Outdoor cooking makes a photogenic scene. The yellowtail and Welsh onion were strung from the driftwood arch to look like a koinobori carp streamer. This was turned over and over, and grilled slowly at some distance from the fire. The soup was simmered in a Dutch oven, which was also hung from a pothook attached to the arch. Potatoes were boiled in seawater over another fire pit, their tenderness checked from time to time, logs added to the fire, and Nao idly keeping watch. Cooking like this relies on a keen kit of senses. There is a balance between tension and pleasure that is never present when cooking on a gas stove.
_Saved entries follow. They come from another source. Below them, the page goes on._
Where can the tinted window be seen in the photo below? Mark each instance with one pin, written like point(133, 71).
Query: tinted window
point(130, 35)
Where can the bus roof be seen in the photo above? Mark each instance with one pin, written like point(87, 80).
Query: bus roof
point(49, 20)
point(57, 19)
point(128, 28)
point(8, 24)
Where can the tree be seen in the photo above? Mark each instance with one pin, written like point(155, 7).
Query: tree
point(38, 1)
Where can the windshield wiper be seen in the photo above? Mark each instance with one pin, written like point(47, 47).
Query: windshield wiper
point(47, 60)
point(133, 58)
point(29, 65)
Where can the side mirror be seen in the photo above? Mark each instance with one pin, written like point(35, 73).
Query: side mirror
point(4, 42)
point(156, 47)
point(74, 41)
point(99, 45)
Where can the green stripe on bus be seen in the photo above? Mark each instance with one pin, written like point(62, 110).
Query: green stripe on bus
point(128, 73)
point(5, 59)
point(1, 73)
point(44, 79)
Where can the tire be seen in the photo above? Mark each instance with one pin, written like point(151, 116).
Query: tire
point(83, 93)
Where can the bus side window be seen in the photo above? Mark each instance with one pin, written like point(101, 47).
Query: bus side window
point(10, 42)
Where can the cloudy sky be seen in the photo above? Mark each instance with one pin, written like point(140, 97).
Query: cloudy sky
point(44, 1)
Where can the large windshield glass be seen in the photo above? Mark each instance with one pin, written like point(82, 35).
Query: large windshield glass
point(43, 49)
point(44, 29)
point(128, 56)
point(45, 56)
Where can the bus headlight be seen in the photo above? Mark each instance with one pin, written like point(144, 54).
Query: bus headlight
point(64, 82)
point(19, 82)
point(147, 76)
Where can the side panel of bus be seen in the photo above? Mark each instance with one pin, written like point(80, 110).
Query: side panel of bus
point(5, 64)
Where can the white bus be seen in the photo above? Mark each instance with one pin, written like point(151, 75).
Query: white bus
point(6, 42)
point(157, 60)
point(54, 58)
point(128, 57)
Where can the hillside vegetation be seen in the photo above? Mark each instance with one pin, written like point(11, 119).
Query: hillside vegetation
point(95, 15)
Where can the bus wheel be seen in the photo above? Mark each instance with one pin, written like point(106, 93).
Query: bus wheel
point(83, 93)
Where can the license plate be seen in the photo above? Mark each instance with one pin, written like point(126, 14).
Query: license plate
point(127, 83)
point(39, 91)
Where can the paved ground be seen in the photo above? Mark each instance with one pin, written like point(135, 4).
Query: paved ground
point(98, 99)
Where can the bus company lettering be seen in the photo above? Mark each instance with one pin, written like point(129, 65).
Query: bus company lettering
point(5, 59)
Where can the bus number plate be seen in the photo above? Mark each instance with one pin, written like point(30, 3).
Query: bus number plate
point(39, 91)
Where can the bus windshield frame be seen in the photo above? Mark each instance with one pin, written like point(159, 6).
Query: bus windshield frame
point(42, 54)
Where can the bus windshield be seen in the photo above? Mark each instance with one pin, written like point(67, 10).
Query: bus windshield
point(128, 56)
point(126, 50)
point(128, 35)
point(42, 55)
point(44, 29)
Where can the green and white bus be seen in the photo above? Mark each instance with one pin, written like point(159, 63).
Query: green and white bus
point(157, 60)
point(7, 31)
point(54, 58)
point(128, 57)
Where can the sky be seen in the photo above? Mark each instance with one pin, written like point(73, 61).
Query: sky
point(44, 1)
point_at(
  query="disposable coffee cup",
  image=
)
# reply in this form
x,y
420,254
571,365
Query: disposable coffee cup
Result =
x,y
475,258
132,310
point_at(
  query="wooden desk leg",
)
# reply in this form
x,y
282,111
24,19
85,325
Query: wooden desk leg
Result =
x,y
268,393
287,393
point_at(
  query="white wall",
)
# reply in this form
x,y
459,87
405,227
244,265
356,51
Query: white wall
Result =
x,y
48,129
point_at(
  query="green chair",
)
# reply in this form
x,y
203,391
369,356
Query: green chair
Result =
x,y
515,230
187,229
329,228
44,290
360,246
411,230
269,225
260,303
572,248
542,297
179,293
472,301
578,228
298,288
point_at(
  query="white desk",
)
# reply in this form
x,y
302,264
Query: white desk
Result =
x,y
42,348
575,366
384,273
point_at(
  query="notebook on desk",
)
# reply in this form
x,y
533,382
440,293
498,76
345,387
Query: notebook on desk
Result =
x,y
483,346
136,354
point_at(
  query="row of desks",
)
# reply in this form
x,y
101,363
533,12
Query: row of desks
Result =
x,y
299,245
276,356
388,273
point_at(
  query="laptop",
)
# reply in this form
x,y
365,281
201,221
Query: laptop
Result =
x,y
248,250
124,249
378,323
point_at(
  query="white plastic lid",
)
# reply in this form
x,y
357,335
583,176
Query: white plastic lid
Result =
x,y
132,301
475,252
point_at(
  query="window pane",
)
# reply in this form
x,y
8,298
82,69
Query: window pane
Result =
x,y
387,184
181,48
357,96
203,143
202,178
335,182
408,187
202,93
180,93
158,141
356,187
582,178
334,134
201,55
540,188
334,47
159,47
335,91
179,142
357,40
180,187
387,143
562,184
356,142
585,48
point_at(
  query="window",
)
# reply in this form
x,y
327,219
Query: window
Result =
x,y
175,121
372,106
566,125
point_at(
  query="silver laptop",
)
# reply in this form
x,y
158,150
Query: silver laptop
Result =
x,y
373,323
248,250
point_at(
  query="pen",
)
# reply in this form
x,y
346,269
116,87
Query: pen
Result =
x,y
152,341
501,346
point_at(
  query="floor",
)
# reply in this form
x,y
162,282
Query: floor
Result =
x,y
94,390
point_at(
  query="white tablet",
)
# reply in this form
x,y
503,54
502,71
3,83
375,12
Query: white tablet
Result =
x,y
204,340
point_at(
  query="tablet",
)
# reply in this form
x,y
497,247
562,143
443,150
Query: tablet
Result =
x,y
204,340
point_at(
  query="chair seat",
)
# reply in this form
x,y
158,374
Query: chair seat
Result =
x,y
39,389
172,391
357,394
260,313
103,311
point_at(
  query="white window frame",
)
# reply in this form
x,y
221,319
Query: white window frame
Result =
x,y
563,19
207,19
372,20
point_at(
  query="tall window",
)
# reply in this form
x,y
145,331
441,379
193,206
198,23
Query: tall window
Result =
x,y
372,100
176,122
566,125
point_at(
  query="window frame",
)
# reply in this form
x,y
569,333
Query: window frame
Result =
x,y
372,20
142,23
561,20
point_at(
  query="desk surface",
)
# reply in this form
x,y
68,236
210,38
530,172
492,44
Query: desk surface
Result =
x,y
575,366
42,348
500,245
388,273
Grilled yellowtail and Welsh onion, seasoned with olive oil and salt.

When the broth was ready, it was time to make the paella. Again, the rule was to cook slowly at a distance from the fire. In the meantime, Nao whipped up the side dishes. The boiled potato and spinach were dressed with vinegar and topped with seared dried whole sardine. The fresh yellowtail was marinated in Benimadoka and Konatsu citruses, and seasoned with olive oil, white wine vinegar, and salt. The lizardfish Hamburg steaks were cooked and garnished with fried fresh eggs. And finally, the steamed paella was sprinkled with carrot leaves and a generous squeeze of Konatsu citrus.

“With outdoor cooking, everything is part of the meal, including the air,” says Nao. The sky, the sun, the sea, and the beach—all of these blissful elements were intertwined with our memory of this day’s meal.

lizardfish Hamburg steak and fried egg that uses cage-free eggs from Ichiyen Farm.
Making a broth with the spiny red gurnard, vegetables, herbs and chicken bones.
Spiny red gurnard paella is made with chicken bone broth using Tosa Jiro chicken from Ichiyen Farm, vegetables from Nakazato Nature Farm, and Mihara-mai brand rice.
In this issue we live as ‘modern nomads’ hunting and gathering our own food. And then setting up camp both Seaside and Mountainside to cook up our daily catch to a scrumptious perfection. Our two women guest for this issue are fishing professional Bun Chan (Ayana Ishikawa) and ‘traveling chef’ Nao Mikami.